Услышав похвалу, я зло взглянула на инструктора, почувствовав, как вспыхнули мои уши. Не люблю, когда меня хвалят. В такие минуты я готова провалиться сквозь землю.

В это время Булатов взял слово. И что же? Вместо того чтобы подбодрить Толю, он обрушивается на Бакланова с упреками, что тот, не зная обстановки на Камчатке, начинает критиковать руководство порта. Толя тут же остановил Булатова:

— Стоп, Семен Антонович! А ведь товарищ Бакланов прав, да-да, прав, и мы во всем его поддержим!

Булатов разъярился.

— Видали?! — крикнул он представителю райкома. — Против меня уже и коалицию создают!

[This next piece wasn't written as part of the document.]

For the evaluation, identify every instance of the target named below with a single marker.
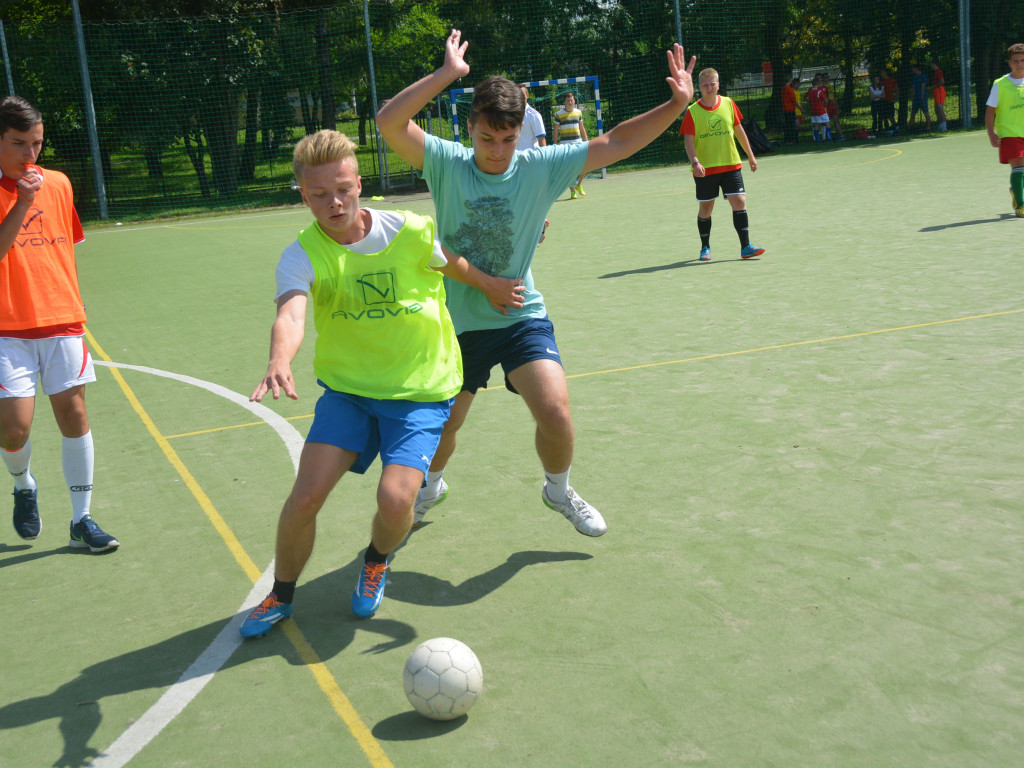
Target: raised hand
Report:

Все переглянулись — и хохот, а Толя, постучав о стол карандашом, сказал:

— Поздно вновь открывать прения, пошли по домам, разберемся завтра.

…Так я впервые узнала хорошего человека, начальника портофлота Александра Егоровича Бакланова. Жил он вместе с приехавшим лоцманом в своем кабинете, на лесном причале, и теперь частенько после обхода территории я забегала к ним. Мужчины угощали меня дичью. Хозяйничали они сами, по очереди, и интересно было наблюдать, как пожилые люди, привыкшие в семье к тому, чтобы за ними ухаживали, неловко, неумело готовили, а потом мыли посуду. У всех во Владивостоке были семьи, их ждали с последним пароходом с часу на час. И вот вчера последний в эту навигацию пассажирский пароход пришел в Усть-Гремучий. Бакланов получил комнату в одном коридорчике со мной. Комната шестнадцать метров, а в семье Бакланова шесть человек, но все рады и такому углу, смеются, втаскивая свои вещи.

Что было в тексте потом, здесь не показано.